Being triathletes, the question we get asked most often is “why?”
Why do you do it? Why put yourself through all that effort? Why get up at 5am to go swimming? Why give up a nice cozy bed to go cycling for hours in all weathers? Why go swimming in a freezing lake? Why run so far or fast that you virtually collapse? Why give up your night out because you are too tired to move– or because you have to train the next morning?
Like most triathletes, “why” has never troubled me. I’m more interested in “what”. What was my time for that last lap? What is the weather going to be like for the ride? What kit should I wear? What can I do to get stronger towards the end of races? What will happen to my weight if I eat that biscuit? What is the price of those wheels? The only “why” that I’ve ever dwelt on is “why don’t girls seem impressed when I tell them about my marathon splits at the end of an Ironman….?”
My channel swim, however, forced me to consider the thorny question of “why in the name of God am I doing this?” There’s nothing like having the feeling you’ve bitten off more than you can chew to give you a moment of self-awareness – a rare thing for triathletes given we are mostly too busy training to work, dress or sleep never mind think.
At first I wondered if was because I want to fit in? There’s part of me that certainly enjoys fitting in with people whose athletic achievements I admire. I enjoy listening to someone talking about being “on the rivet on the K10/10 in a 53/12” and knowing exactly what they are talking about. There’s also part of me that delights in joining in conversations about this Ironman or that marathon and sharing that windswept, flinty look of being a “Finisher” with them.
Then I wondered if it’s because I want to stand apart? Try as I might I can’t help but glow with smugness when I hear someone talk about going to the gym or jogging the Race for Life as the pinnacle of their fitness without thinking “Christ, that’s not even a warm up!” And, yes, I confess to disgusting, shameless smugness when I’m at a pub or party and I see all the drinkers, the smokers and the bellies. I take pleasure in thinking “I’m not like you…” But it’s not these. I’ve realised I swim, cycle and run because it makes me feel alive.

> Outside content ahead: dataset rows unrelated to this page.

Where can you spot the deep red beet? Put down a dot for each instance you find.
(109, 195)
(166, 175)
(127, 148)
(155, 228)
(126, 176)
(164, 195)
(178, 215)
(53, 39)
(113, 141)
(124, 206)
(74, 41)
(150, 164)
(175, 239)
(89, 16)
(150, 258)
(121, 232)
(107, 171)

So much of modern life insulates you from the real world. It cossets you, sedates you, it keeps you warm and safe and free of risk or pain.
We are encouraged to buy our way to a better life, and that just for a few pounds more we can purchase everything to make our lives complete. But there’s nothing that anyone can ever sell me that can ever compare with the sheer joy and freedom of being alive that hurtling downhill on a bike gives me, or swimming in a lake gives me, or running through the countryside gives me.

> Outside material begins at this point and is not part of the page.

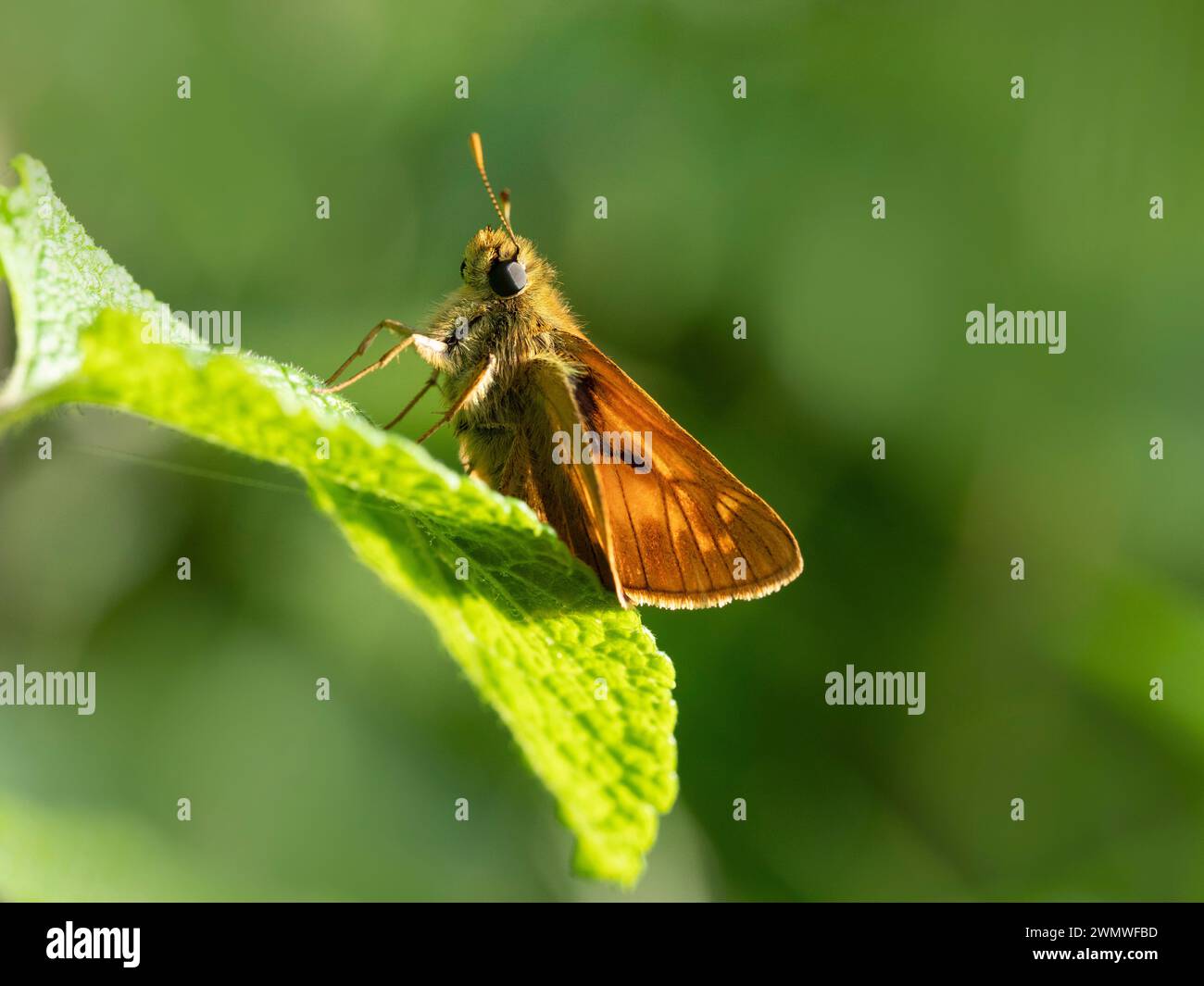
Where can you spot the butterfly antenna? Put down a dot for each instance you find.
(478, 155)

I’ve been so cold while cycling that frost formed on me. So hot after running that I jumped into someone’s ornamental fish pond. So tired I’ve fallen asleep in a plate of food. I’ve been soaked and sunburned. I’ve had heat stroke and hypothermia. I’ve crashed, fallen, punctured, tripped, collapsed and got hopelessly lost. And I’d take any of these and more ahead of any TV programme or download or theme park ride or video game or virtual world or iphone or shopping centre or tweet. Because there’s nothing artificial that can ever give you the same thrill you get from winning or finishing. And even when it hurts, I’m still out there in the big wide world…. living life.